Please use this identifier to cite or link to this item:http://hdl.handle.net/20.500.12105/8622
Comparative and functional genomics of the protozoan parasite Babesia divergens highlighting the invasion and egress processes
Gonzalez, Luis Miguel ISCIII | Estrada, Karel | Grande, Ricardo | Jiménez-Jacinto, Verónica | Vega-Alvarado, Leticia | Sevilla, Elena ISCIII | Barrera, Jorge de la ISCIII | Cuesta, Isabel ISCIII | Zaballos, Angel ISCIII | Bautista, José Manuel | Lobo, Cheryl A | Sánchez-Flores, Alejandro | Montero-Clemente, Estrella ISCIII
PLoS Negl Trop Dis. 2019 Aug 19;13(8):e0007680.
Babesiosis is considered an emerging disease because its incidence has significantly increased in the last 30 years, providing evidence of the expanding range of this rare but potentially life-threatening zoonotic disease. Babesia divergens is a causative agent of babesiosis in humans and cattle in Europe. The recently sequenced genome of B. divergens revealed over 3,741 protein coding-genes and the 10.7-Mb high-quality draft become the first reference tool to study the genome structure of B. divergens. Now, by exploiting this sequence data and using new computational tools and assembly strategies, we have significantly improved the quality of the B. divergens genome. The new assembly shows better continuity and has a higher correspondence to B. bovis chromosomes. Moreover, we present a differential expression analysis using RNA sequencing of the two different stages of the asexual lifecycle of B. divergens: the free merozoite capable of invading erythrocytes and the intraerythrocytic parasite stage that remains within the erythrocyte until egress. Comparison of mRNA levels of both stages identified 1,441 differentially expressed genes.

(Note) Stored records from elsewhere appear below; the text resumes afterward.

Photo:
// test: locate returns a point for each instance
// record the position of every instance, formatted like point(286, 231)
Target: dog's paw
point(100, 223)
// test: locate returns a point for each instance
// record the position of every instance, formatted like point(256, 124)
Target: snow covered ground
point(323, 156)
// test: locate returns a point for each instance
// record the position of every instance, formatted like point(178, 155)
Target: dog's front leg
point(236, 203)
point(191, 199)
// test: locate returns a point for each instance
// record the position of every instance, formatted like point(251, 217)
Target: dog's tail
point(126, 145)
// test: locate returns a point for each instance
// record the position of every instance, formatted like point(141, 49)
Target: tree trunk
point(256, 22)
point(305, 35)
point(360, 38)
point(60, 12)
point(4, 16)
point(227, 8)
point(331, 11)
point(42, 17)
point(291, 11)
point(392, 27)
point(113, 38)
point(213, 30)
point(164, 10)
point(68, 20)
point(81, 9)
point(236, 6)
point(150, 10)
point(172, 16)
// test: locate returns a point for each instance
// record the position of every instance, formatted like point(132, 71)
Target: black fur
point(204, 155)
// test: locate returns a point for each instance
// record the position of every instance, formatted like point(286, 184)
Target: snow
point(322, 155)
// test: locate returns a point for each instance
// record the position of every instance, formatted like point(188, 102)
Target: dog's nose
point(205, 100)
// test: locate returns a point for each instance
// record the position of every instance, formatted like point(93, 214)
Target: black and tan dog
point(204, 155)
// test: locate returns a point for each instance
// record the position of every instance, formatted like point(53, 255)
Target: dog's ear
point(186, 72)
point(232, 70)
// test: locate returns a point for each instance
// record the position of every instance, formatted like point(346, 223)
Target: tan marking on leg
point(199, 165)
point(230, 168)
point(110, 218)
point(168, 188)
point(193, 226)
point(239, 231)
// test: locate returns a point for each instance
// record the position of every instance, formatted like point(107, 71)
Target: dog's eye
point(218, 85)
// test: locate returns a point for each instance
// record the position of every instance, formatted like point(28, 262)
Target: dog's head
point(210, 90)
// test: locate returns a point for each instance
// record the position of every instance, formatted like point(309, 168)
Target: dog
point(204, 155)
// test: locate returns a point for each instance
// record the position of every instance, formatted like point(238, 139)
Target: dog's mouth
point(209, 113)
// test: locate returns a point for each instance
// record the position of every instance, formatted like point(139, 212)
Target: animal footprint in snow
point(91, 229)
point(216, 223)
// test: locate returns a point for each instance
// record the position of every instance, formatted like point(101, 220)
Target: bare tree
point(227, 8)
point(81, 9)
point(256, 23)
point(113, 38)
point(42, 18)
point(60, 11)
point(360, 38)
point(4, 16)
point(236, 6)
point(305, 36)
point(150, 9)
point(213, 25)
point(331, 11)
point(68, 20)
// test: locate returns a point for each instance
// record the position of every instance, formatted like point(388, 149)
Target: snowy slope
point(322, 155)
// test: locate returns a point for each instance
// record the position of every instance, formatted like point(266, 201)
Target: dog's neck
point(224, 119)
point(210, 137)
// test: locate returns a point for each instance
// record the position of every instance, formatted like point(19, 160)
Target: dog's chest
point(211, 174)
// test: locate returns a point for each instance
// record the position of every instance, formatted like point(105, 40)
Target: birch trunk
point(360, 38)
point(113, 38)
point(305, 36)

From these, around half were upregulated and the other half downregulated in the intraerythrocytic stage. Orthogonal validation by real-time quantitative reverse transcription PCR confirmed the differential expression. A moderately increased expression level of genes, putatively involved in the invasion and egress processes, were revealed in the intraerythrocytic stage compared with the free merozoite. On the basis of these results and in the absence of molecular models of invasion and egress for B. divergens, we have proposed the identified genes as putative molecular players in the invasion and egress processes. Our results contribute to an understanding of key parasitic strategies and pathogenesis and could be a valuable genomic resource to exploit for the design of diagnostic methods, drugs and vaccines to improve the control of babesiosis.